Paris Rentree… Back to Grey Paris

People tend to complain bitterly about the rentrée in Paris because the long-awaited vacation is over and the drudgery of daily work kicks in. It takes a good six weeks to catch up on the backlog of mail and phone messages, faxes and e-mail and to get the sand out of your loafers and ticks off your Wallabies. It takes another two weeks to find a place to hide your suitcases for another year in your crowded apartment. For many of us, there are the intense and illogical arguments to battle out at the local post office, tracking down the registered letters and packages that were returned to unknown senders. All par for the autumn course.

Complaints then begin to flow at a healthy pace as the weather turns nippier and the monolithic sheets of dull cloud-cover veil our beloved city. Gai Paris becomes Gray Paris! And everyone is prepared to be depressed – to the delight of the city’s swarm of psychoanalysts.

But face it, the fall brings with it the Paris we love most. The colors and heat of August dissipate and the city of natural light becomes the city of incandescence and chiaroscuro. Secretly, we all love the “grisaille,” in that the true Paris is a city of shade and shadow, of injured pigeons, green wrought-iron chairs and chilly water running in the gutters. An authentic Paris must be experienced in black and white, not Technicolor, Ilford or Kodak. The Paris to be in love in is caught in the black and white images of Doisneau and Cartier-Bresson. It’s no accident that the Mois de la Photo in Paris is November.

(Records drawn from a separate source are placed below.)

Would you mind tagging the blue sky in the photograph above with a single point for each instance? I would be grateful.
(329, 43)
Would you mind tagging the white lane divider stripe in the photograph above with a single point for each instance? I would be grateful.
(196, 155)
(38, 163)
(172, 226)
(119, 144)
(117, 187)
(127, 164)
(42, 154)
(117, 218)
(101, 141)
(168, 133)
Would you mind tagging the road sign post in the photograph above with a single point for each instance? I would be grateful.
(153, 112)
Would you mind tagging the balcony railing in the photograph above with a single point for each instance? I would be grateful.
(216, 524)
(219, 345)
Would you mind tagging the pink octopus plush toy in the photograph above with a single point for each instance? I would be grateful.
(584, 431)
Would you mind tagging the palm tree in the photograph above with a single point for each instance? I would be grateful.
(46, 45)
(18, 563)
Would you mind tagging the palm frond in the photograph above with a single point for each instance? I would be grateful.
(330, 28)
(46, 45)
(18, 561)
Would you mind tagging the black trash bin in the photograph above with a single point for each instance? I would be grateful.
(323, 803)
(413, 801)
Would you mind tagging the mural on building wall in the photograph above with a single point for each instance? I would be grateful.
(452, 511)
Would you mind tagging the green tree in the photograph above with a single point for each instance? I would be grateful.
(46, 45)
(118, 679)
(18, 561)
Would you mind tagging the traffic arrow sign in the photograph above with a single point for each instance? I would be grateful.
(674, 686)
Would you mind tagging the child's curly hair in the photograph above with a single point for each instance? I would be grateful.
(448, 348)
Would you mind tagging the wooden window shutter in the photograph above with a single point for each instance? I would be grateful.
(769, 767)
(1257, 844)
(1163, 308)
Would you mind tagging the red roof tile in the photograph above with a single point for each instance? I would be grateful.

Admit it, the pleasure of Paris streets is intensified by darkness and melancholy; the cafés are better places to duck into, the espresso cups feel better in your hands, hot tea hits the spot and cigarette smoke is somehow less offensive. In the heart of the Paris grisaille, you dive deeper into novels, you read better books and languish in existential thought. You visit the remains of Chopin and Morrison, Sartre and Beckett, Wilde and Piaf. You buy a succession of cheap scarves and wear silk.

To Americans Europe has always been a black and white continent. Brightness is a question of contrast and definition, not color. You go to Hong Kong or San Francisco or Tangier or Provence if you want color. You walk along the small streets of the cinquième or quatorzième in late October if you want to feel alive. You sit beneath a Rodin sculpture half-chilled and read an airmail letter for the third time. You write poems that you’ll never show anyone.

The rentrée in Paris anticipates all sorts of highly Parisian annual traumas. Public service strikes, for example. These massive inconveniences sort of generate their own brand of nostalgia. People remember how it was last year or two years ago, the people they met as they hitchhiked at dawn from Nation to Denfert-Rochereau or the affair that ignited on the way home along the river. Or the affair they imagined on the way home along the river. And although the stalled Métro, undelivered mail, sluggish airports, unanswered telephones, empty classrooms and dimmed lights are hardly enticements for work or study, they also intensify degrees of personal excitement for the transplanted soul, the spectator in us, the artists that we want to be. Somewhere in the expat spirit there was that hope that life would be different, that society wouldn’t drone on ad infinitum like the future that had threatened back home. We didn’t come here to be promoted, to be practical or to feel secure.

The gray Paris rentrée is marked by the moment we wave good-bye to the noisy flock of tourists clutching non-refundable tickets and obligations to get back to, shooting Fuji and Ektachrome. It’s a time to praise the pen-and-ink drawings of lonely draftsmen on chilly bridges, the winter residents of the Place du Tertre, the hawkers of Macadam and La Rue.

Soupe à l’oignon, choucroute and cassoulet only begin to make sense in the deep fall.

As magenta, cyan, blue and yellow are the primary colors of commerce and publicity, Paris feels awkward “en quadri,” as if cross-dressed in someone else’s wardrobe, Barcelona’s or Miami’s. No wonder the Internet, the rainbow of mass communications, has had a hard time nestling itself into the landscape and mindset of Parisian habits. The happy-faced connectivity of its spirit is not lonely enough or sufficiently tortured for the Parisian soul; it doesn’t divide into left and right, and can’t be rendered into political tracks of protest; merguez can’t be blackened on smoky fires in its streets by threatened immigrants and union workers in the Paris fall. In the Paris autumn, finally, even those too young to remember are reminded of the war.

So, as we settle into the dank of the oncoming grisaille, let’s celebrate our protestations of this far side of the Paris moon – which we all love so much to deny.